RESTAURO E RECONSTRUÇÃO

Após toda esta análise e avaliação, iniciou-se o processo de restauro e reconstrução. O principal objectivo foi, em todos os momentos, devolver a catedral ao seu estado original, respeitando a sua história e autenticidade arquitectónica, mas incorporando materiais e técnicas modernas necessárias para garantir a sua durabilidade futura.

O processo teve um início muito rápido e imediato, uma vez que era necessário começar o mais cedo possível com a estabilização da estrutura danificada, procurando evitar o colapso total. Engenheiros e arquitectos trabalharam em conjunto para instalar vigas de aço temporárias e remover os andaimes danificados, um processo que se revelou muito complexo e exigiu extrema delicadeza. Foi um passo aventureiro mas crucial, pois permitiu que os peritos acedessem em segurança às áreas danificadas para avaliação.

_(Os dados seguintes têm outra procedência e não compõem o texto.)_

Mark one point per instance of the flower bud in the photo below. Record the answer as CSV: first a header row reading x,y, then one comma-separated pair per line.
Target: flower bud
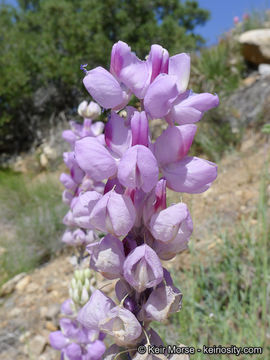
x,y
156,201
167,224
162,301
122,325
83,208
113,213
95,310
139,129
142,268
138,168
107,257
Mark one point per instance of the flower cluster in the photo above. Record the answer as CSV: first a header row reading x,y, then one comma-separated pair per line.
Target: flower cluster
x,y
74,340
140,229
77,182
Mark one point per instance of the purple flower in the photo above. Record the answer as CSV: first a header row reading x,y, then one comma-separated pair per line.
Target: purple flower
x,y
113,213
117,134
166,225
95,310
83,207
122,325
142,268
105,89
138,169
107,257
94,159
162,301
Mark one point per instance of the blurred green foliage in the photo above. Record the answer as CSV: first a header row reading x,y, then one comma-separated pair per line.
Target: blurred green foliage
x,y
43,43
31,213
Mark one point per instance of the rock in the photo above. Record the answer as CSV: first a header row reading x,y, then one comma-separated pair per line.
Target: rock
x,y
15,312
264,69
33,287
256,46
250,80
52,311
50,326
37,345
43,160
24,337
21,285
10,285
248,105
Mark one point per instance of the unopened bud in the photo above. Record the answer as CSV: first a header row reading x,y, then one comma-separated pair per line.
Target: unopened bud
x,y
84,296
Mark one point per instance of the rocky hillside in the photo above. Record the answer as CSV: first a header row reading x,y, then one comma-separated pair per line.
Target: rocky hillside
x,y
30,302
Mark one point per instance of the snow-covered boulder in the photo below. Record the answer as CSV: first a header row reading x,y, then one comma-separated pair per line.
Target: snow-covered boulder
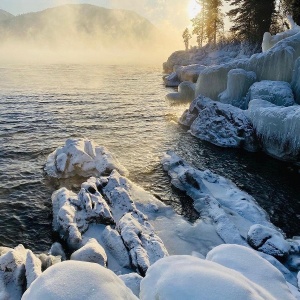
x,y
81,157
190,72
278,128
186,92
171,80
223,125
268,240
252,266
277,92
91,252
132,281
238,84
71,280
187,277
231,210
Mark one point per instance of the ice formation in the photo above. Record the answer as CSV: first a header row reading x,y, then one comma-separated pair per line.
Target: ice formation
x,y
71,280
188,277
186,92
277,127
238,84
268,240
230,209
276,92
220,124
81,157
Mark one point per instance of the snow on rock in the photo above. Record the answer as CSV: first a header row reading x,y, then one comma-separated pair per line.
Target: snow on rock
x,y
81,157
132,281
278,128
238,84
222,125
190,72
171,80
71,280
187,277
186,92
268,240
252,266
276,92
19,267
92,251
231,210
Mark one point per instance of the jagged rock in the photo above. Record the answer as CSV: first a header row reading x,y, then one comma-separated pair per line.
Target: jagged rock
x,y
268,240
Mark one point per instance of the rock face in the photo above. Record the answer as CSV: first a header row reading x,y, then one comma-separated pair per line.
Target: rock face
x,y
221,124
268,240
277,128
71,280
186,92
238,84
276,92
81,157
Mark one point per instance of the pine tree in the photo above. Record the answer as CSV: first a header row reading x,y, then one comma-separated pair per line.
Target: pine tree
x,y
251,18
186,38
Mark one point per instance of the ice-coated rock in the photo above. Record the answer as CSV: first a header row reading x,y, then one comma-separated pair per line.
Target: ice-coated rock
x,y
278,128
188,277
223,125
171,80
269,41
91,252
267,240
276,92
190,72
57,250
132,281
186,92
71,280
231,210
144,246
81,157
114,242
252,266
238,84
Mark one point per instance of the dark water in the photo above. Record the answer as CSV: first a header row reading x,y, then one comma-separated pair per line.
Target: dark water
x,y
122,108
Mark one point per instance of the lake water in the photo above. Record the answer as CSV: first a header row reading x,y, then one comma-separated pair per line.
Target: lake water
x,y
124,109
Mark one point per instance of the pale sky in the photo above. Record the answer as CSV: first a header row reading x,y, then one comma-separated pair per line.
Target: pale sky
x,y
173,14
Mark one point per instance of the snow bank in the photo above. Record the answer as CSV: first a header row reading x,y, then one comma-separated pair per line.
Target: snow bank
x,y
220,124
278,128
238,84
252,266
188,277
78,280
81,157
231,210
276,92
186,92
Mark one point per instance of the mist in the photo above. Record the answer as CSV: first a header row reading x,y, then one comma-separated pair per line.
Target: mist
x,y
85,34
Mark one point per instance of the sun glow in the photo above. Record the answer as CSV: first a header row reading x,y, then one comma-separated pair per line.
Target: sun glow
x,y
193,9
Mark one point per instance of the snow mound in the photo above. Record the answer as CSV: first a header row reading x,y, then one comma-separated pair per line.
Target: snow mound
x,y
277,92
188,277
222,125
251,265
278,128
81,157
238,84
71,280
268,240
186,92
231,210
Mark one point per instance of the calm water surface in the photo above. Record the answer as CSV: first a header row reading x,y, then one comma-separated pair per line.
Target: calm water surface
x,y
124,109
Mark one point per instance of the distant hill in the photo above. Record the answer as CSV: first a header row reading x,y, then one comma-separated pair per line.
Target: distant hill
x,y
71,24
4,15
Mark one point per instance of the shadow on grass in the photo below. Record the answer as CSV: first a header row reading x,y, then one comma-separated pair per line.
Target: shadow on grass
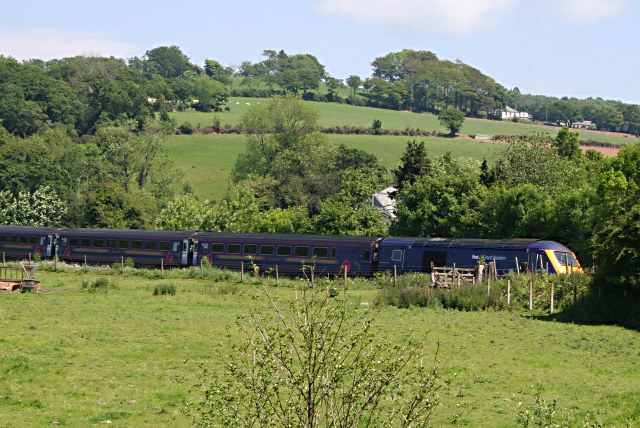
x,y
602,307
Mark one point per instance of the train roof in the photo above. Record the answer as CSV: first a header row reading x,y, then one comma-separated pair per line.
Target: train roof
x,y
284,237
506,244
27,230
124,233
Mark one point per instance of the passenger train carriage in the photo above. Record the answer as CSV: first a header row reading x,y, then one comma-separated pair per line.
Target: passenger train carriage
x,y
361,256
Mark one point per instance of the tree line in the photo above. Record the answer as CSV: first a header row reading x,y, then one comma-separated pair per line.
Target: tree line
x,y
82,92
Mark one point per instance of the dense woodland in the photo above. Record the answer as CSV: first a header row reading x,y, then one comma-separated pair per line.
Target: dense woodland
x,y
80,145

Paralelamente, foi formada uma equipa de especialistas em conservação, arquitectura, história da arte e ciência dos materiais para desenvolver um plano de acção. É uma equipa que ainda hoje está ativa, trabalhando na recuperação e reabilitação da catedral, sempre com base na investigação realizada no LRMH, a partir da qual são orientados os esforços de restauro, incluindo a selecção de materiais e técnicas de construção.